The facility is a teaching medical center affiliated with the Sackler School of Medicine at Tel Aviv University, and conducts research together with the Felsenstein Research Medical Center, next door, and the Weizmann Institute in Rehovot.

The Children’s Medical Center of Israel was officially dedicated at a ceremony Tuesday, attended by former President Ephraim Katzir, who is a biochemist by profession, and leaders of the medical profession from around the country.

Much of its $60 million cost came from Jewish contributors abroad, foremost among them philanthropists Irving and Helen Schneider of New York. The hospital’s director is Dr. Yehuda Danon, a former chief medical officer of the Israel Defense Force.

The medical center will serve children from throughout Israel requiring specialized or advanced treatment. Its departments include a pediatric emergency ward, pediatric intensive care unit, specialized imaging equipment and a pediatric cardiac surgical theater.

In one ward which is already operational, a 13-year-old patient told reporters touring the facility: “I’ve been in and out of hospitals ever since I can remember. But this hospital is different: the care and affection given to us, not only as patients but also as children, makes all the difference.”

A 10-year-old Ethiopian immigrant, in Israel barely two months, beamed at reporters as her mother explained in broken Hebrew that she had been desperately sick in Ethiopia but now seemed on the way to recovery.

The center intends to place special emphasis on adolescent medicine, according to its deputy director, Dr. Eliahu Vilensky. Among the particular medical problems encountered in this age group he listed drug addiction, alcohol dependency, pregnancy and eating disorders.

Another specialization of the new facility will be children’s cancer. The center contains Israel’s only pediatric oncology department, providing bone- marrow and organ transplants.

The new facility will also provide unique psychological support services, for families as well as the patients.

A large team of psychologists are on hand to help patients before and after traumatic treatments, and to ease their return to normal life after a period of hospitalization.

The seven-floor, ultramodern building houses 224 beds, 60 percent of them for day patients and emergencies, and the remainder for longer-term patients.

Vilensky stressed that the hospital’s basic approach is to disrupt the young patient’s daily routine as little as possible. Doctors therefore try, wherever possible, to admit the patients on a day-care basis.

In addition, parents are welcome to stay overnight in hospital guest rooms or sleep next to their children in the wards.

The medical center also has classrooms and individual study programs for children forced to miss school for long periods.

For younger children, there are well-stocked game corners in every department of the Child Life program, developed in the United States for pediatric hospitals.
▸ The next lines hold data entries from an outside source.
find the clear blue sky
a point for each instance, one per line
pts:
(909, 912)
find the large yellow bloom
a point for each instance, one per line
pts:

Many of the games involve medical instruments in order to comfortably prepare the children for what they will encounter during treatment. The personnel who will staff these game corners were specially trained in the United States.

The hospital’s interior is brightly colored. Departments are designated by color code and decorated in shades of that color or matching colors, from the walls to the linen.

The nurses’ rooms are built of glass to enable immediate communication with the patients. And the patients are free to ride up and down in the glass elevators for their amusement. Patients can wear their own clothes if they prefer. But the hospital pajamas are as cheerful as the decor.

Danon, the hospital director, said, “A child is not just a small adult. The way a child experiences disease or injury is very different from the way we adults do. The sick child has distinct physiological, psychological and social requirements and a unique inner world.”